良かったと思う反面、カカシと一緒に過ごせる時間が残りわずかな事にケイは少し寂しさを覚える。
『一緒に過ごせるのもあと少しなんですね…。せっかく一人じゃなくなったのになー』
「元に戻れるんだから、ぜいたく言わないの。それに、一人じゃないでしょーが」
そうだった。今はナルトはもちろん、サスケやサクラ、カカシがいつも一緒だった。
『そうでしたね。いつのまにか、私の周りには大切な人が増えて一人じゃなくなってました』
えへへと笑うケイの頭を撫でて、カカシはそうでしょ?と笑った。
あれから無事に人間へと戻ったケイ。
「本当に戻って良かったってばよ!でも、猫の時のケイも可愛かったよなー」
「それはそうだけど、やっぱり猫は大変よ!カカシ先生に意地悪されなかった?」
「ちょっとサクラ。人聞きの悪いこと言わないでちょーだいよ」
ケイを囲んでいたナルトとサクラがジロリとカカシを見る為、カカシは苦笑いをしている。
『大丈夫だったよ。おもちゃでからかわれたりしたけど、楽しかったし。先生に撫でられるとすごく落ち着いて気持ちよかったし。猫もいいかなって思ってたくらいだよ』
「カカシ、ケイを触り過ぎじゃないか?」
「変態だ。先生、セクハラだってばよ…」
「いやいや!君たちが変な方向に考えてるだけでしょ!」
「必死なところが余計に怪しいわ」
過保護な仲間が、カカシとの間に入り壁を作る。
『ちょっとみんな。
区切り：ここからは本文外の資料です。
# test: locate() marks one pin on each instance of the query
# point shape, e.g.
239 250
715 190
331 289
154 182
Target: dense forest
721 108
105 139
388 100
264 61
カカシ先生は本当に優しかったよ?ベッドにも入れてくれたし、ご飯も食べさせてくれようとしたし』
「ケイ。もうやめて…。逆効果」
カカシの言葉にあれ?っと思いナルト達を見ると、カカシに冷たい視線を送っていた。
『とにかく!今回の事でカカシ先生がすっごく面倒見良くて優しいことが再確認出来ました!お世話してくれてありがとうございました』
また猫になったらよろしくお願いしますとケイがカカシに抱きつくと、はいはいと呆れたような嬉しいような表情をするカカシだった。